In the late 1950s Federal Bureau of Narcotics (FBN) agent John T. Cusack testified before a US Senate committee that Civello was an individual of "major importance" in narcotics trafficking. In its 1963 hearings regarding the links between organized crime and narcotics trafficking, the United States Senate's Permanent Subcommittee on Investigations noted that Civello had criminal associates that included Rocco and Peter Pellegrino of New York City; Frank Torticelli, Biagio Angelica, Joe Ianni, and Joe Glaviano of Texas; and Nicholas Impastato, Joseph Filadro and Joseph DeLuca of Kansas City. It described him as controlling all of the rackets in Dallas and environs. Frank Coppola transported narcotics to Civello in Dallas. This was done by a trucking company owned by John Ormento of the Lucchese crime family. He was also a close friend of James Lanza of the Lanza crime family in San Francisco. In 1967 Civello was approached to arrange a meeting between Al Marshall and Nick Civella of the Kansas City crime family. Marshall sought Civella's support in purchasing the Riviera hotel and casino with a Teamsters fund loan.

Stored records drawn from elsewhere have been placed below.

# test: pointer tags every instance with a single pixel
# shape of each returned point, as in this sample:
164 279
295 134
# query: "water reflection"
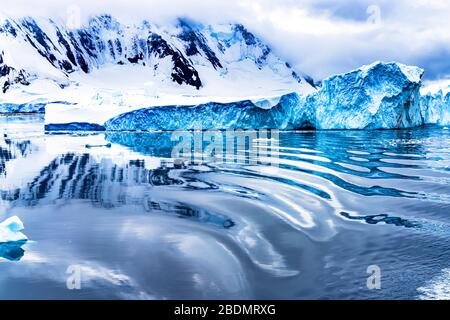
12 251
279 217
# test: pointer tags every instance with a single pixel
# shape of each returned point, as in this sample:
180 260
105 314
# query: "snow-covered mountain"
41 55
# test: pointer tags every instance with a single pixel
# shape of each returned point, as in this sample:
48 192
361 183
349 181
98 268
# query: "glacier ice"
22 108
242 114
435 108
10 230
377 96
74 126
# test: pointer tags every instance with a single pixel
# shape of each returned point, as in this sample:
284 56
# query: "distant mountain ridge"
186 53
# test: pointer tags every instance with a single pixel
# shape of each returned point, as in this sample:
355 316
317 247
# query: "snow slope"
108 62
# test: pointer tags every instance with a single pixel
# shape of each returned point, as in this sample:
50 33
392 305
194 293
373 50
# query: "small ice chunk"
10 230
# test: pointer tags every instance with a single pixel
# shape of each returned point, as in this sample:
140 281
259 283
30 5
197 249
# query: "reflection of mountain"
80 176
11 150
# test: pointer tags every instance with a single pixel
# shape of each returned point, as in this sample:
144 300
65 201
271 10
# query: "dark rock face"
104 40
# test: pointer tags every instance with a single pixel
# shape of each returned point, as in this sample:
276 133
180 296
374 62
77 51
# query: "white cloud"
319 37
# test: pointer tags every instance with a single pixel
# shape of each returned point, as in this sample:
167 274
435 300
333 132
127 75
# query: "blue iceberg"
435 108
377 96
22 107
74 126
10 230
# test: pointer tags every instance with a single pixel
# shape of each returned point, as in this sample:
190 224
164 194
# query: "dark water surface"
303 221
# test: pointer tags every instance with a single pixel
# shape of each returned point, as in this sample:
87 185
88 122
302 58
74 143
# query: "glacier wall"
435 108
377 96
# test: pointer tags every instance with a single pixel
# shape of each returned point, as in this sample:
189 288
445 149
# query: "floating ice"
10 230
377 96
435 108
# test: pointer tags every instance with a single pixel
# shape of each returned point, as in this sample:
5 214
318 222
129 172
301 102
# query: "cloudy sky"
318 37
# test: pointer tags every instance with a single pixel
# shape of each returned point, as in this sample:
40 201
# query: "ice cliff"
435 108
377 96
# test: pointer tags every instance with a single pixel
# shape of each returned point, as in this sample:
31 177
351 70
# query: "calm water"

During hearings before the House Select Committee on Crime, Representative Sam Steiger asked Carlos Marcello if he recalled meeting Civello. Marcello replied only, "I've heard of him."

Civello was close to Jack Ruby, the killer of Lee Harvey Oswald. He was interviewed by the FBI on 14 January 1964. In its investigation of the assassination of John F. Kennedy, the House Select Committee on Assassinations said that it recognized Ruby's murder of Oswald as a primary reason to suspect organized crime as possibly having involvement in the assassination. In its investigation of Ruby to determine if he was involved in criminal activities and if that involvement was related to the killing of Oswald, the HSCA noted that Ruby was a "personal acquaintance" of Civello and that Civello was an associate of Marcello. The Committee reported that "Oswald and Ruby showed a variety of relationships that may have matured into an assassination conspiracy" but that it "was unable firmly to identify the other gunman or the nature and extent" of a conspiracy involving organized crime.

==Final days==
Civello's racketeering continued, as did his expansion into legitimate businesses. Judge Irving R. Kaufman called Civello a "high ranking criminal who cloaked himself with the facade of legitimate business."

Civello died on January 17, 1970, in Dallas of natural causes. His obituary indicated no children, but listed his wife Mary, a brother and five sisters as survivors. Joseph Campisi was appointed as his replacement in Marcello's outfit. He was buried at Calvary Hill Cemetery in Dallas.